Plus le temps passe, plus j’aime aussi le fait de l’aimer. Le fait que la télévision me soit si familière, paradoxalement. Pas tant que des séries me soient familières (ces derniers temps, je revois très peu de séries que j’ai aimées par le passé), que le fait de reconnaître des idées, des ingrédients, des formules. Comparer avec ce que je connais m’éclate autant que découvrir ce que je ne connais pas. J’aime ce que fait mon cerveau quand je regarde le premier épisode d’une nouvelle série. Je ne connais rien d’elle, mais je connais le médium, alors mille pensées se bousculent. Je regarde la façon dont la série expose ses personnages et ses situations, et les engrenages tournent : « Ah, dis-donc, c’est intéressant, ça. La plupart des séries auraient fait commencer l’action il y a 5 ans. Ou auraient raconté ce qu’il s’est passé il y a 5 ans par des flashbacks. Ou auraient montré cette scène, 5 ans plus tard, mais s’en seraient servies comme d’un cadre narratif. Or, là, cette série-là, elle veut vraiment raconter l’après ». J’aime la façon dont mon esprit reconnaît les tropes d’un genre télévisuel donné (« on a vu plus des deux-tiers de l’épisode et le personnage commence enfin à manger : c’est définitivement une série d’appétit ! »), la façon dont je peux recouper des références télévisuelles (« Ha !!! Une allusion à Yizo Yizo, je connais cette série ! Ça m’arrive pas souvent de comprendre une référence sud-africaine, tiens »), la façon dont je formule des reviews au fil de mes journées quand je suis inspirée (« La mort est vécue par tout le monde pareil, mais le deuil dépend… hm alors non, ça, faut que ça trempe un peu avant d’arriver à quelque chose… et cette casserole aussi »). J’aime la riche histoire de ce medium. Savoir que les séries existent dans une continuité, que la forme qu’elles prennent a un sens, et même plus : une trajectoire. J’aime avoir à l’esprit comment un genre a émergé dans un pays, alors que certains autres pas du tout ; j’aime assister à la façon dont ça se manifeste dans une série de ce genre-là produite dans ce pays-là. Plus tard, j’aime en parler. Parler de ce que j’ai appris, encourager d’autres à en apprendre plus, à peut-être tenter ce qu’elles n’auraient pas vu sans un coup de coude insistant de ma part.

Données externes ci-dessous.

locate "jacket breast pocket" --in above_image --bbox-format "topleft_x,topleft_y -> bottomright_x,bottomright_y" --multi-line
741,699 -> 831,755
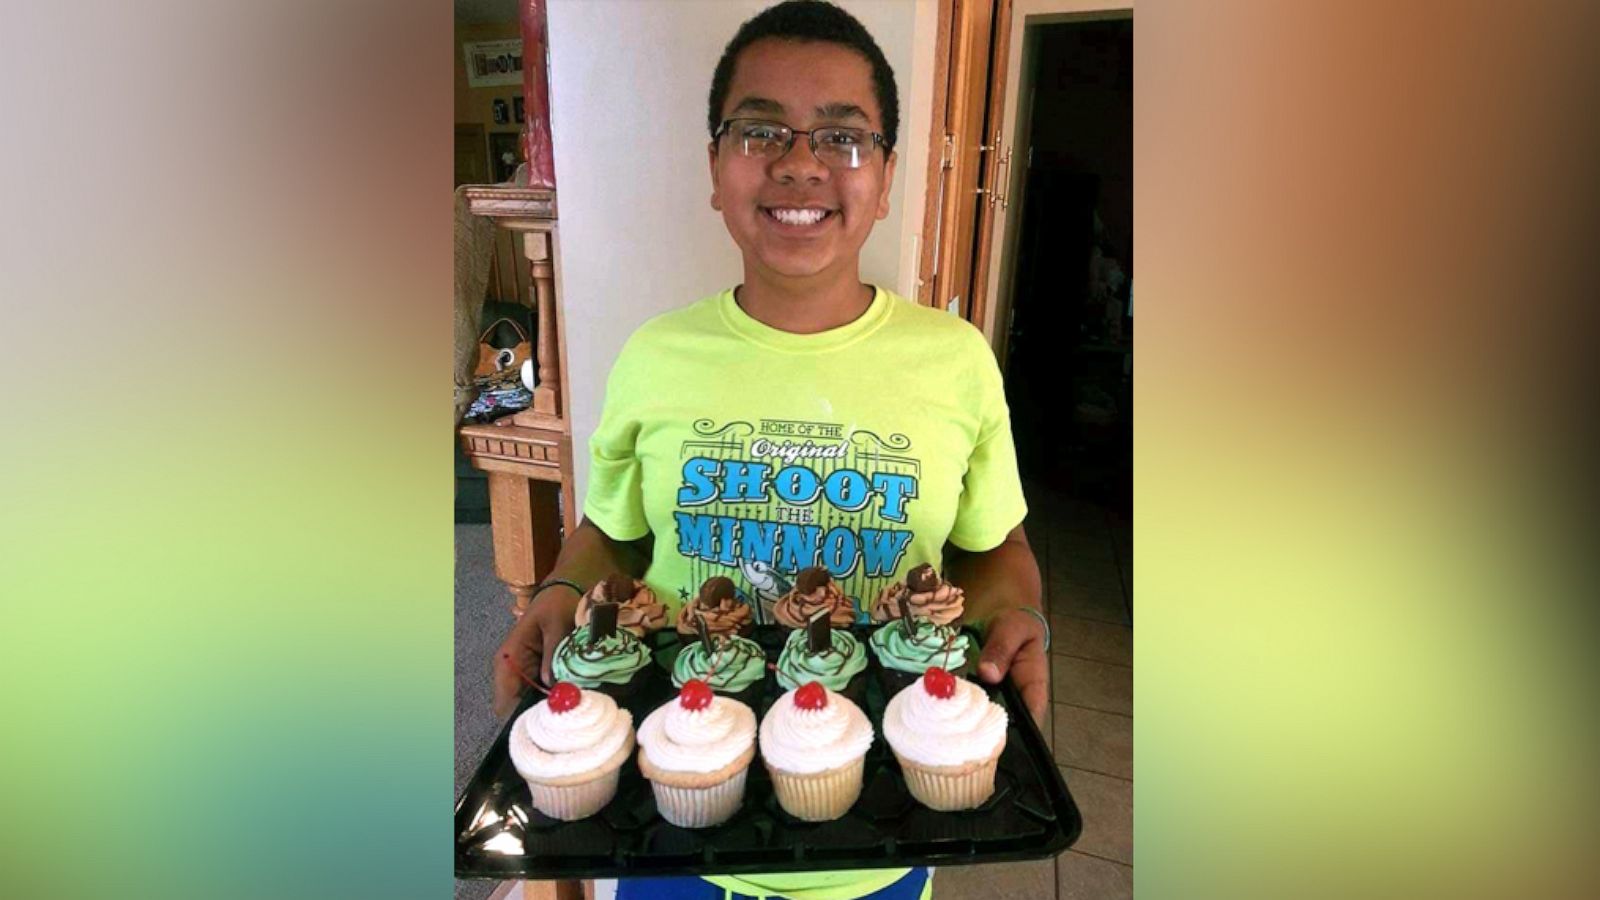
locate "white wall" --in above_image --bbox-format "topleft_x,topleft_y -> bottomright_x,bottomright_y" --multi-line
547,0 -> 923,505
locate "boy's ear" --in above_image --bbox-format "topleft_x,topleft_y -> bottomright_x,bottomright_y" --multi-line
708,142 -> 722,211
876,149 -> 898,220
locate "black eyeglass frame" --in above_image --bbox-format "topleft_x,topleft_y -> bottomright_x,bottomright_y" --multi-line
713,117 -> 888,167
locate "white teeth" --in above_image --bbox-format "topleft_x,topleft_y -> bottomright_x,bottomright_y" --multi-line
768,207 -> 828,226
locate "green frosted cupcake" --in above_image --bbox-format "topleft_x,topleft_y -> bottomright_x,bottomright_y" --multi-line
870,618 -> 974,698
551,623 -> 653,700
672,634 -> 769,706
775,627 -> 867,707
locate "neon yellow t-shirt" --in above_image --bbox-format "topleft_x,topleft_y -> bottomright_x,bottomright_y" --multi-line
586,286 -> 1014,898
584,285 -> 1027,625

J’aime observer comment différents pays promeuvent leurs séries (hélas on n’aura pas le temps de revenir sur la longue et fascinante histoire du product placement aujourd’hui) ; j’aime même trouver une image qui me satisfait, que j’ai envie de tourner en « représentante » sur le tag d’une série produite dans un pays qui ne produit quasiment jamais de beau matériel promotionnel, sauf que ce coup-là, j’ai eu du bol. J’aime les heures que je passe à écumer les moteurs de recherche en quête d’une information précise sur une série produite dans une langue que je ne parle pas, mais qui me parle ; j’aime au moins autant sinon plus les heures que je passe à écumer les moteurs de recherche en quête de l’information qui me fera comprendre une référence historique, culturelle ou linguistique. Faites pétez les onglets : c’est la marque familière d’une série qui a su me ravir. J’aime chercher la prochaine série à regarder, me demander si j’ai déjà vu une série de ce pays-là, ou si j’ai déjà vu une série de ce genre spécifique dans ce pays en particulier, et essayer régulièrement de sortir des chemins déjà empruntés. Je sais où je n’ai pas encore posé le pied justement parce que j’ai tant cartographié déjà…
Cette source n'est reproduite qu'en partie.